The recent debate between two stalwart economists, Amartya Sen and Jagdish Bhagwati, must be joined by those who understand contemporary realities and challenges in terms altogether different from those of mainstream economists. In a recent article in Times of India1, Bhagwati’s co-author Arvind Panagariya characterises the differences between the two in the following terms: Sen favours education and health measures as being the first steps to tackle poverty and other ills that beset India, while Bhagwati (and Panagariya) prefer rapid economic growth. Presumably the wealth generated by the latter will then be utilised to tackle deprivations of various kinds. Secondly, Sen advocates strong interventions through social welfare schemes, reaching people with food, jobs, education and health through the bureaucracy, whereas Bhagwati prefers to empower people through measures like cash transfers, through which they can choose private or public providers of these services.

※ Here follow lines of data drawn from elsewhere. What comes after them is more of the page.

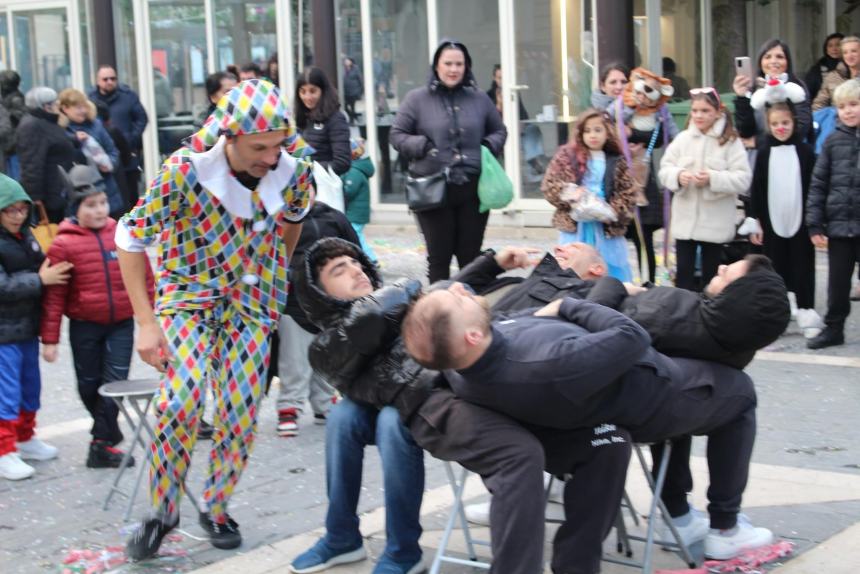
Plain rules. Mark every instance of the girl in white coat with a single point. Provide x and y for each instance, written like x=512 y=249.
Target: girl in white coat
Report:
x=706 y=168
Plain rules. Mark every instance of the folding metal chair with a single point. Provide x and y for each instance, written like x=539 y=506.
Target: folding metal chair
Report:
x=624 y=537
x=140 y=395
x=457 y=514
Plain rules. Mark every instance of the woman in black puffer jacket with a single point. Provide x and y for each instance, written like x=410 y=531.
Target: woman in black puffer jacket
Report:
x=443 y=126
x=42 y=146
x=320 y=121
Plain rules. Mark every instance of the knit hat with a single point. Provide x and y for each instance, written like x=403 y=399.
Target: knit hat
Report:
x=39 y=96
x=750 y=313
x=82 y=181
x=252 y=107
x=11 y=192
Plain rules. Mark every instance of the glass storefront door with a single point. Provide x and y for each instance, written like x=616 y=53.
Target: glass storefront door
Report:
x=549 y=84
x=36 y=39
x=178 y=36
x=41 y=48
x=401 y=60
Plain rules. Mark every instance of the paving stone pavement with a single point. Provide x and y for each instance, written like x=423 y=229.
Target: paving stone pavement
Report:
x=805 y=482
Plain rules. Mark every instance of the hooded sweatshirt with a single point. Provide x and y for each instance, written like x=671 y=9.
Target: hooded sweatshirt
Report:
x=359 y=349
x=20 y=286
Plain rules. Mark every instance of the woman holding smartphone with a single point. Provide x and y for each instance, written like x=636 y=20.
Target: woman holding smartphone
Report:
x=774 y=59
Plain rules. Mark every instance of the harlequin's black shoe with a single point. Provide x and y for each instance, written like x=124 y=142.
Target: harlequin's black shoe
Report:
x=146 y=540
x=224 y=536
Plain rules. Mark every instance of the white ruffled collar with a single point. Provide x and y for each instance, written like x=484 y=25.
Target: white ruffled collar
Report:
x=216 y=177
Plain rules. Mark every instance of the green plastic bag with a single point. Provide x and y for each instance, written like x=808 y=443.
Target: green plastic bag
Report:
x=495 y=188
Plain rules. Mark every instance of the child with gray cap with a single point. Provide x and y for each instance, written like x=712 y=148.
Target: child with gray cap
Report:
x=101 y=324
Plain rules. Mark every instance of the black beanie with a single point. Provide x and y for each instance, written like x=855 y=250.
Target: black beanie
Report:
x=751 y=312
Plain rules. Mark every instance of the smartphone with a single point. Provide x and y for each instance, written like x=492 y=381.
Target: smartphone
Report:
x=743 y=66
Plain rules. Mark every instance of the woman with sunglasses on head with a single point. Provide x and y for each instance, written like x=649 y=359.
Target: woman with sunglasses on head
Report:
x=774 y=60
x=613 y=77
x=706 y=168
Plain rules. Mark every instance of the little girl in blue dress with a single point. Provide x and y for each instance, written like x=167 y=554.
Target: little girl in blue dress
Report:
x=586 y=178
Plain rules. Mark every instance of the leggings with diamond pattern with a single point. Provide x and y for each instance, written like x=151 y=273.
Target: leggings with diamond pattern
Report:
x=231 y=351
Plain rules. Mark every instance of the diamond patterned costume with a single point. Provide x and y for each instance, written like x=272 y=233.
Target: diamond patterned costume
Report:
x=221 y=281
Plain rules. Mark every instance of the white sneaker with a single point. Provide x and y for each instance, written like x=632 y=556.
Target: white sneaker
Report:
x=478 y=513
x=34 y=449
x=809 y=322
x=13 y=468
x=792 y=304
x=696 y=526
x=556 y=491
x=726 y=544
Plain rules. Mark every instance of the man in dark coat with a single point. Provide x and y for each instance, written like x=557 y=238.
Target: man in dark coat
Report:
x=127 y=114
x=360 y=353
x=681 y=323
x=289 y=357
x=575 y=364
x=13 y=101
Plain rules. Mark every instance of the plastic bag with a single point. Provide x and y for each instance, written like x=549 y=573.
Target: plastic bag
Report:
x=586 y=206
x=329 y=187
x=495 y=188
x=96 y=153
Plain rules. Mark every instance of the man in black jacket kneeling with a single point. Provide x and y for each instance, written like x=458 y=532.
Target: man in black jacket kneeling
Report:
x=359 y=351
x=575 y=364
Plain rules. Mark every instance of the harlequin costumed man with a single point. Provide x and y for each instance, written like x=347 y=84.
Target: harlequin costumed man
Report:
x=225 y=212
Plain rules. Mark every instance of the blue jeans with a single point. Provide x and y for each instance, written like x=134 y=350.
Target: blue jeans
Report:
x=349 y=428
x=102 y=354
x=20 y=380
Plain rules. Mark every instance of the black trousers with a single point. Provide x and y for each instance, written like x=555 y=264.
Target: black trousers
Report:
x=794 y=260
x=685 y=254
x=714 y=401
x=457 y=229
x=102 y=354
x=510 y=458
x=648 y=235
x=842 y=254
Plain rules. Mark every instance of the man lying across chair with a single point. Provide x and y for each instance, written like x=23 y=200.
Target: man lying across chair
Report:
x=359 y=350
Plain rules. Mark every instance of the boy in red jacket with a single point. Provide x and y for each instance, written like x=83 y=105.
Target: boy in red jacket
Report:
x=101 y=324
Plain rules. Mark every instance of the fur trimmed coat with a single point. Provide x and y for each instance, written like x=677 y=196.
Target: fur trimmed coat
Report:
x=705 y=213
x=617 y=185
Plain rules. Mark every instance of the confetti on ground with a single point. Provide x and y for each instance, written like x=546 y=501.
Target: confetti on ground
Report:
x=748 y=562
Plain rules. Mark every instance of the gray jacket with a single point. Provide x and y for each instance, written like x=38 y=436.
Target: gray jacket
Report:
x=438 y=127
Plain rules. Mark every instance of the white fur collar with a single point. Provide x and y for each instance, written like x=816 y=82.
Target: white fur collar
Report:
x=716 y=129
x=214 y=175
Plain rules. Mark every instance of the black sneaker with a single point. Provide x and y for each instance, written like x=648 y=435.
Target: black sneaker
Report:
x=146 y=540
x=829 y=337
x=205 y=430
x=103 y=455
x=223 y=536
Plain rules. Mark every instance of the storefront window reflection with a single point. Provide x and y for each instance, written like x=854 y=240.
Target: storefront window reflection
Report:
x=179 y=68
x=42 y=48
x=681 y=45
x=399 y=28
x=245 y=32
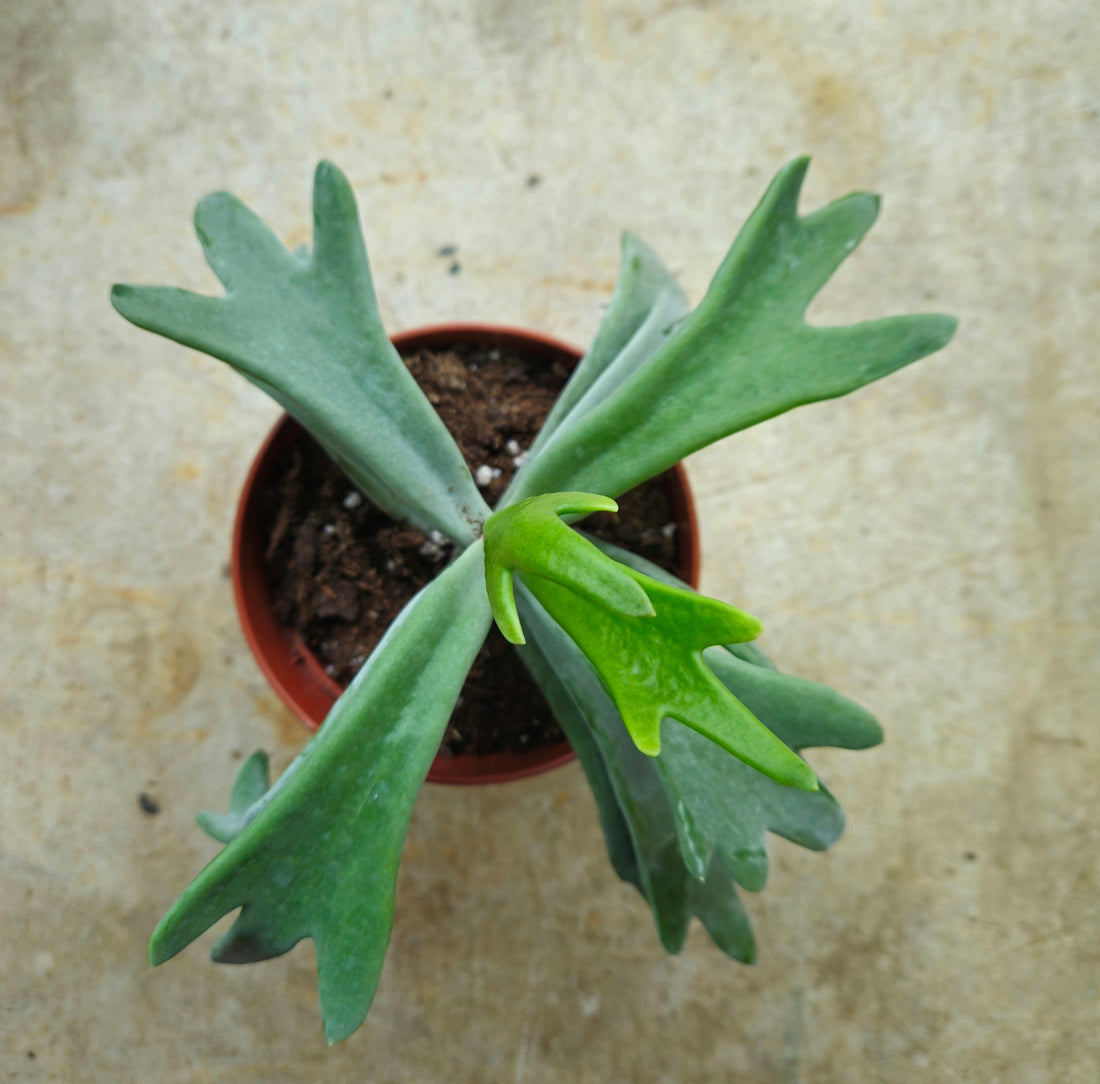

Sen-Bhagwati debate: Missing elements
There is more in common between Sen and Bhagwati than is usually noticed, especially in what is missed out. Firstly, their debate is characteristic of the clichéd Left-Right positions, which seem to posit only two agents of development: the State and the private sector. This misses out what is, in many ways, the crucial third agent, in whose name development is carried out: people organised as communities and collectives, people seen not as ‘beneficiaries’ of the State or ‘consumers’ of private services but as drivers of their own destiny, empowered to self-provision basic needs and to govern from below. It should be obligatory for ‘democrats’ to privilege communities as makers of their own destinies and to recognise their ongoing initiatives in that direction. We will come back to this after dealing briefly with the environmental costs and the iniquitous and jobless nature of economic growth.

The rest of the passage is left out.